Purified genomic DNA was quantified using the double-stranded DNA (dsDNA) high-sensitivity assay for Qubit 3.0 (Life Technologies, Carlsbad, CA, USA). To assess fragmentation, genomic DNA was analyzed on an Agilent TapeStation 4200 (Agilent Technologies, Santa Clara, CA, USA) using the genomic DNA assay (Agilent Technologies, Santa Clara, CA, USA). DNA integrity numbers (DINe) were recorded for each sample. Total RNA was quantified, and purity ratios were determined for each sample using a NanoDrop 2000 spectrophotometer (Thermo Fisher Scientific, Waltham, MA, USA). To assess RNA quality, total RNA was analyzed on an Agilent TapeStation 4200 (Agilent Technologies, Santa Clara, CA, USA) using the RNA high-sensitivity assay following the manufacturer’s protocol. Ribosomal integrity numbers (RINe) were recorded for each sample. Three samples had insufficient DINe and RINe values for successful metagenomic and metatranscriptomic sequencing.

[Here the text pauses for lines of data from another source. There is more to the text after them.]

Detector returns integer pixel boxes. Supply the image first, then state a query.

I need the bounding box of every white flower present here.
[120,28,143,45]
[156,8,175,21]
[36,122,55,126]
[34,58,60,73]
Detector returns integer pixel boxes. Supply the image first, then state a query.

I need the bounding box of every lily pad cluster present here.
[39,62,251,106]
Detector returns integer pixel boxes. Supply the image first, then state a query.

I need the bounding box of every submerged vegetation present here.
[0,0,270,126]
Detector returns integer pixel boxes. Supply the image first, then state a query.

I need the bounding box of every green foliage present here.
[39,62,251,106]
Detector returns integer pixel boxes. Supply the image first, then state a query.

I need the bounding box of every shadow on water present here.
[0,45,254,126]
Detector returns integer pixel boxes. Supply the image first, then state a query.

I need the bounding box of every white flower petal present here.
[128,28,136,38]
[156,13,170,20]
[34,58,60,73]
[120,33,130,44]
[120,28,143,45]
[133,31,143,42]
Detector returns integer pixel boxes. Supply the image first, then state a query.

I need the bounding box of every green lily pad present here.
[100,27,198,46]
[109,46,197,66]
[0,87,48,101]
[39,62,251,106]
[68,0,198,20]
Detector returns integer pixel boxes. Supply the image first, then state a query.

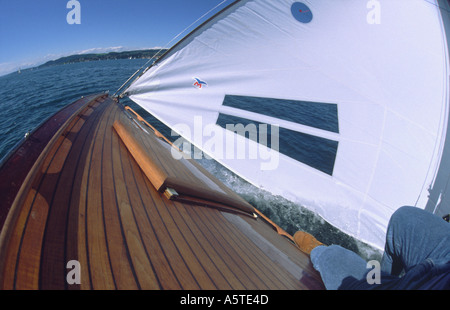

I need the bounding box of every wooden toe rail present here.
[113,120,255,217]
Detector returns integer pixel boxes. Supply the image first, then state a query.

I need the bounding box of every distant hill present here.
[38,49,166,68]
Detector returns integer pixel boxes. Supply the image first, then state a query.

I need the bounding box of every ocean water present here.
[0,59,381,260]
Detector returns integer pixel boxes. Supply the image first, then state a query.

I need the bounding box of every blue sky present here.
[0,0,233,75]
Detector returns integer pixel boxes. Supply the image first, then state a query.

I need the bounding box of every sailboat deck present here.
[0,96,323,289]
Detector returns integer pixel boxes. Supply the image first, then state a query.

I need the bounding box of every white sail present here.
[127,0,450,248]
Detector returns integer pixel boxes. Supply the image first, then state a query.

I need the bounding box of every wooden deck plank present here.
[15,108,92,289]
[98,105,139,289]
[110,114,160,290]
[117,132,185,290]
[193,206,269,289]
[177,205,245,290]
[85,100,116,290]
[130,158,200,290]
[40,107,103,289]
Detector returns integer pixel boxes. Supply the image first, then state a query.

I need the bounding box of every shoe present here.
[294,231,324,255]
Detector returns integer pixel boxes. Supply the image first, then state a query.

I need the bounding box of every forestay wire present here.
[113,0,229,98]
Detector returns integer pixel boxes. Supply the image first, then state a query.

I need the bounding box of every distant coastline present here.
[35,49,166,68]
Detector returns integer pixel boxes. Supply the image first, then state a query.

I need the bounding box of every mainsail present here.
[127,0,450,248]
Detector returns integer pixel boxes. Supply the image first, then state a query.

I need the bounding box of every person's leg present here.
[381,207,450,275]
[311,245,369,290]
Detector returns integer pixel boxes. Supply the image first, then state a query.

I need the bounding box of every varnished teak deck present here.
[0,96,323,289]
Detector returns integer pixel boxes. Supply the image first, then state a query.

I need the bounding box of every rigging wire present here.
[113,0,232,97]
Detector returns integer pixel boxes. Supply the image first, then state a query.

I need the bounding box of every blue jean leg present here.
[311,245,369,290]
[381,207,450,275]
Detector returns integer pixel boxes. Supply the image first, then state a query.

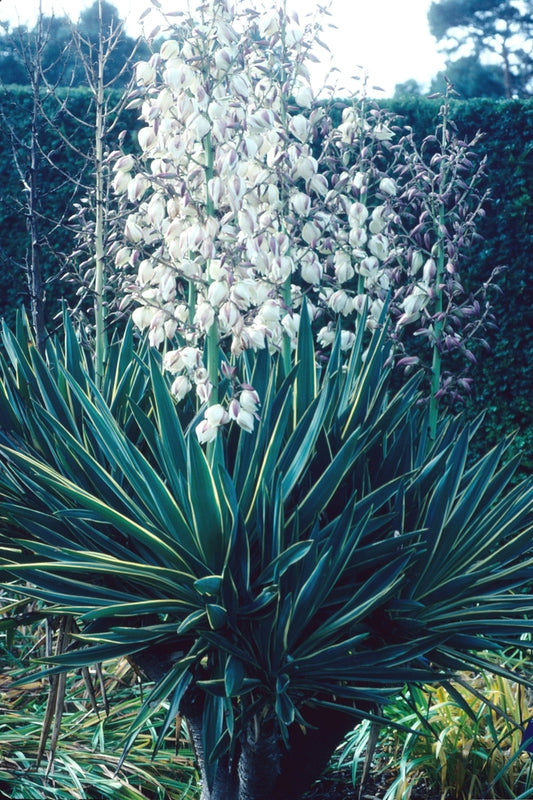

Illumina metagenome and metatranscriptome library preparation and sequencing.

Genomic DNA samples were normalized to 0.2 ng/μL in preparation for whole-genome shotgun library preparation using the Illumina Nextera XT library preparation kit following the manufacturer’s protocol (Illumina, San Diego, CA, USA). Libraries were validated for length (average library length of 450 bp; average insert size of 315 bp) and adapter dimer removal using an Agilent TapeStation 4200 D5000 high-sensitivity assay (Agilent Technologies, Santa Clara, CA, USA) and then quantified and normalized using the dsDNA high-sensitivity assay for Qubit 3.0 (Life Technologies, Carlsbad, CA, USA).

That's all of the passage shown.